La atracción está aquí en forma de sensaciones, impulsos, sentimientos de urgencia, argumentos mentales que justifican o promueven la experiencia... ¡Entremos por esa puerta y asumamos el riesgo de desaparecer por ella! Da miedo, es cierto... Tanta intensidad asusta y preferimos seguir pensando o resguardándonos en conceptos espirituales.

Aquietarnos, concebirnos como el amplio espacio de la consciencia y abrirnos a la experiencia es ya, en sí, un radical cambio de perspectiva que nos sitúa en un espacio de contemplación, insoportable para el buscador de experiencias agradables o espirituales que lo hagan creerse "alguien".

Vivir la experiencia, permitirla, sentirla físicamente, sin un "quién" al que le ocurra es ser la amplitud que somos, más allá de ese "yo" que busca alivio. Yo lo llamaría "indagación emocional".

Como consciencia, podemos contemplar así sus argumentos y resistencias: un manojo de pensamientos que no constituyen un "yo", un manojo de sentimientos y sensaciones cambiantes y que no llevan ninguna etiqueta, ni requieren una identificación, ni autoría. Todo es contemplado, sentido, permitido en su ir y venir sin necesidad de ser utilizado para fabricar una identidad.

Viviéndola, sintiéndola, fundidos con la experiencia somos la vida que siempre hemos sido. La percepción de un yo separado a quien le suceden las cosas va disolviéndose naturalmente. La comprensión profunda de que nada ahí fuera tiene la más mínima entidad o consistencia surge al no alimentar los movimientos de búsqueda o evitación que están en la base del ego, que se cree separado de los objetos de su experiencia y por eso los busca o los rechaza.

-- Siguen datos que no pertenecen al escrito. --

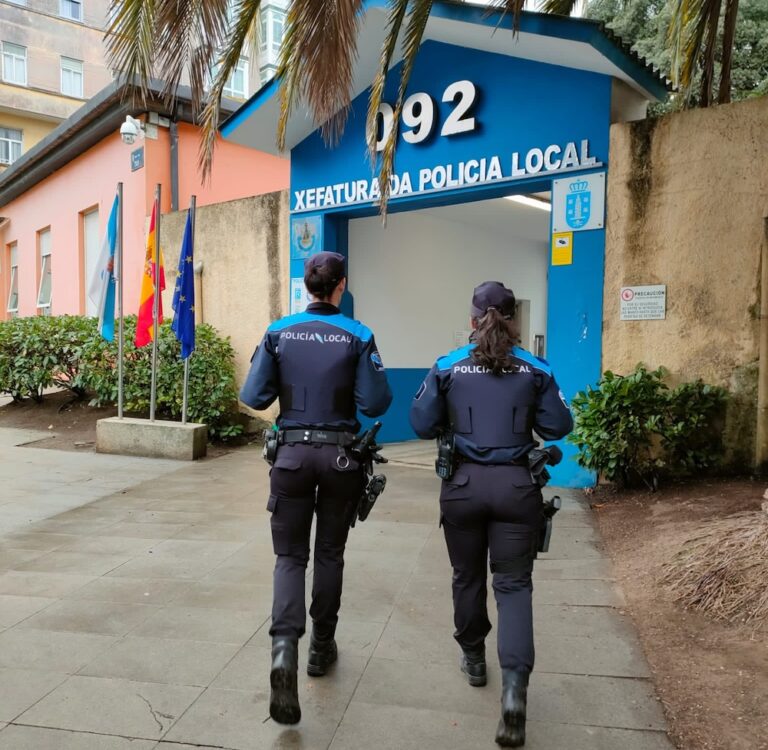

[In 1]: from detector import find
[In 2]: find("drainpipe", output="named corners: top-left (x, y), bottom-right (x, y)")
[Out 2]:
top-left (169, 120), bottom-right (179, 211)
top-left (755, 217), bottom-right (768, 471)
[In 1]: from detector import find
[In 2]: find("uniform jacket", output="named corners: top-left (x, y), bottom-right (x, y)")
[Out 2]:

¿Qué queda? La consciencia del amor que somos, la amable contemplación de ese alarde de movimientos que ya no conforman la idea de un yo personal. Es una contemplación viva, no indiferente ni teórica. Hemos invertido en la vida, no en movimientos mentales que la evitan, y la vida ahora es intensa y amplia en su contemplación. Es lo que somos.